The Laplace Transform. Generalises the Fourier transform by replacing \(i2\pi f\) with a complex variable \(s = \sigma + i\omega\):

\[\mathcal{L}\{x\}(s) = \int_0^{\infty} x(t)\, e^{-s t}\, dt.\]

The real part \(\sigma\) allows the transform to converge for signals that grow in time. More importantly, it maps differential equations into algebraic ones: a system’s frequency response, stability (pole locations relative to the imaginary axis), and transient behaviour all become visible in the \(s\)-plane. The Z-transform is the discrete analogue, mapping difference equations into polynomials and underpinning digital filter design.

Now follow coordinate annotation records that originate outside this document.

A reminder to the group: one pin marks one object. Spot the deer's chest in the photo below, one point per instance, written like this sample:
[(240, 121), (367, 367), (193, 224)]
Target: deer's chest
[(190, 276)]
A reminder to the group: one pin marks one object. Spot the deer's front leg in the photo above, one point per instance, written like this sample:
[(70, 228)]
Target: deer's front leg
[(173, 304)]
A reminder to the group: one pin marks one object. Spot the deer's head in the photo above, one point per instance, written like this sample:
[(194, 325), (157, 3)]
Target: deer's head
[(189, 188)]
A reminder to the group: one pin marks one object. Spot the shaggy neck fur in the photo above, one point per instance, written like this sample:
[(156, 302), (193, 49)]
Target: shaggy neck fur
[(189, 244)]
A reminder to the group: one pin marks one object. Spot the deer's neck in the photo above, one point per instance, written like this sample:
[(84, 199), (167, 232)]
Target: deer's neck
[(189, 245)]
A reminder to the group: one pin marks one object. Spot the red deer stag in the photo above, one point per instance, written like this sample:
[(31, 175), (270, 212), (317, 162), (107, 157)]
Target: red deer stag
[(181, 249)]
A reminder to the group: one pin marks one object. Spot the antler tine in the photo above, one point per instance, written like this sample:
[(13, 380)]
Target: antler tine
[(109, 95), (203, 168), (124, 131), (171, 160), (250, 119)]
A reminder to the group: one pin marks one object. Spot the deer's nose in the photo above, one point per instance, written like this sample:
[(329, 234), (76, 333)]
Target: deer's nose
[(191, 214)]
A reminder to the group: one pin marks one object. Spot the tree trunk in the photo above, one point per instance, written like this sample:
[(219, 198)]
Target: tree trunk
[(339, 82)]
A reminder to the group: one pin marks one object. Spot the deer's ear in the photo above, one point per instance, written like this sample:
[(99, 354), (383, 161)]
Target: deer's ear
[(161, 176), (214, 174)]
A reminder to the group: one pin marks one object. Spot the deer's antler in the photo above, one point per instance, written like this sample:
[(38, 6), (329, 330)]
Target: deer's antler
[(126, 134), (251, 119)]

Principal Component Analysis / Karhunen-Loève Transform. The transforms above use fixed, universal basis functions (sines, wavelets, cosines). PCA/KLT chooses the basis from the data itself: it finds the set of orthogonal directions that capture the maximum variance in a collection of signals. Each principal component is a data-adaptive “mode” that explains as much of the remaining variance as possible after accounting for previous components. This is the signal decomposition used in speech recognition feature extraction (LDA), face recognition (eigenfaces), and dimensionality reduction generally. It is optimal for a specific dataset but cannot be written down without first seeing that data.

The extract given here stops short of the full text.